‘In Haiti? How is this?’
‘I don’t know much, except what I get from the news sources. Reuters says a local rising. Associated News has a bit that’s just come in … I was thinking of that manuscript The Sabbath Notebooks.’
‘I have it still. If he is famous by his death, I find it. How has he died…?‘
‘I can’t hear you, it’s a rotten line …
‘I say I can’t hear, Rudi…’
‘How has he died … By what means?’
‘It will be worth a lot of money, Rudi.’
‘I find it. This line is bad by the way, can you hear me? How has he died…?’
‘…a hut…’
‘I can’t hear …‘
‘… in a valley …’
‘Speak loud.’
‘… in a dump of palms … deserted … it was market day, everyone had gone to market.’
‘I find it. There is maybe a market for this Sabbath book. They make a cult of him, by the way?’
‘He was trying to interfere with their superstitions, they said. They’re getting rid of a lot of Catholic priests.’
‘I can’t hear a word. I ring you tonight, Jane.

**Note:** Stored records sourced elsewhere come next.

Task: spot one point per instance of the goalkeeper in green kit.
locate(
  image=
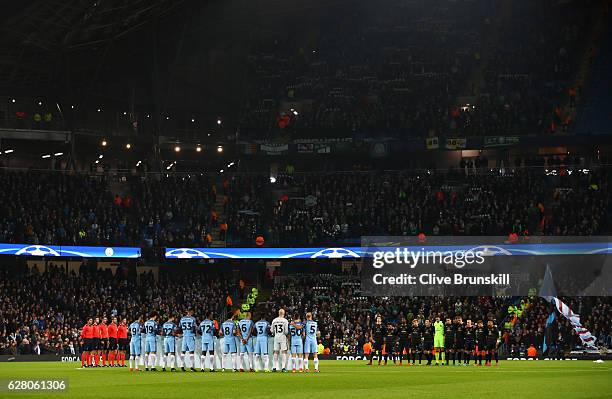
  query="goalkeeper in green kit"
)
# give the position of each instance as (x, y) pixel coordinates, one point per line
(439, 340)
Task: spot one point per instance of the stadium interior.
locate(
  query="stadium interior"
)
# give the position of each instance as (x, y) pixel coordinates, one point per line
(229, 157)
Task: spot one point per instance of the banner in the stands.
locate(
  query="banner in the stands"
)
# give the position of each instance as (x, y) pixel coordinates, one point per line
(456, 143)
(501, 141)
(69, 251)
(359, 252)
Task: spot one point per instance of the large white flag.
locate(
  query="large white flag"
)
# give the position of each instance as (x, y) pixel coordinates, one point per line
(585, 335)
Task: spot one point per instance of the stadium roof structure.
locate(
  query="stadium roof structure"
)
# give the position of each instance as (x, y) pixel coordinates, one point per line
(37, 38)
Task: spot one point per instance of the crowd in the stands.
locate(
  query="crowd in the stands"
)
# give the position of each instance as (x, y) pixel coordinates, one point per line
(301, 208)
(44, 312)
(452, 68)
(346, 316)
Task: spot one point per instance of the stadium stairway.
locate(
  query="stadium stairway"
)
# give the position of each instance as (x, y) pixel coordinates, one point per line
(475, 83)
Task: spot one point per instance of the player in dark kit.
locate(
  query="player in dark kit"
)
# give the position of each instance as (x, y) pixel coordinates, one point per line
(377, 336)
(389, 343)
(416, 340)
(428, 334)
(459, 345)
(470, 342)
(492, 340)
(403, 337)
(449, 340)
(481, 344)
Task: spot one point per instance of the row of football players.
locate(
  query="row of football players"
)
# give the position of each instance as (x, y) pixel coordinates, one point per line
(449, 340)
(244, 343)
(102, 344)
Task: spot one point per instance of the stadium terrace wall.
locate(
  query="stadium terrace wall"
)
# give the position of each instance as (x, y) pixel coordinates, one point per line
(298, 253)
(347, 356)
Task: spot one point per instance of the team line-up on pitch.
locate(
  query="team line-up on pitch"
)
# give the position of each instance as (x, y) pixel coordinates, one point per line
(244, 344)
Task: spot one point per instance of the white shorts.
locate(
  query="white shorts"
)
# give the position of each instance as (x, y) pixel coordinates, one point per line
(280, 344)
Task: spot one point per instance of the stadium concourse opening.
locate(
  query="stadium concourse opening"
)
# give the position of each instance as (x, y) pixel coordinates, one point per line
(316, 199)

We meet later.’
5
Selina came into the drawing-room wearing a high hoop-brimmed blue hat and shoes with high block wedges; these fashions from France, it was said, were symbols of the Resistance. It was late on Sunday morning. She had been for a seemly walk along the pathways of Kensington Gardens with Greggie.

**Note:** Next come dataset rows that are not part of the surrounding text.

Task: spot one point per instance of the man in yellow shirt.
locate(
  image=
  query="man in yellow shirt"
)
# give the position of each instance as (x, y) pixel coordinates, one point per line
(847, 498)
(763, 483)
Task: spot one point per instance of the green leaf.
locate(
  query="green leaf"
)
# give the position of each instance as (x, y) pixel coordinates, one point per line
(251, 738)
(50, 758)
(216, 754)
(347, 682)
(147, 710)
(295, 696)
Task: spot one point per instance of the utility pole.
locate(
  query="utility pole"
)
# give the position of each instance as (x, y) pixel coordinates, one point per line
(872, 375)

Selina took off her hat and laid it on the sofa beside her. She said, ‘I’ve got a guest for lunch, Felix.’ Felix was Colonel G. Felix Dobell who was head of a branch of the American Intelligence Service which occupied the top floor of the hotel next door to the club. He had been among a number of men invited to one of the club’s dances, and there had selected Selina for himself.
Jane said, ‘I’m having Nicholas Farringdon for lunch.’
‘But he was here during the week.’
‘Well, he’s coming again. I went to a party with him.’
‘Good,’ said Selina. ‘I like him.’
Jane said, ‘Nicholas works with the American Intelligence. He probably knows your Colonel.’
It was found that the men had not met. They shared a table for four with the two girls, who waited on them, fetching the food from the hatch. Sunday lunch was the best meal of the week. Whenever one of the girls rose to fetch and carry, Felix Dobell half-rose in his chair, then sat down again, for courtesy. Nicholas lolled like an Englishman possessed of droits de seigneur while the two girls served him.
The warden, a tall grey-skinned woman habitually dressed in grey, made a brief announcement that ‘the Conservative M.P. was coming to give a pre-election discussion’ on the following Tuesday.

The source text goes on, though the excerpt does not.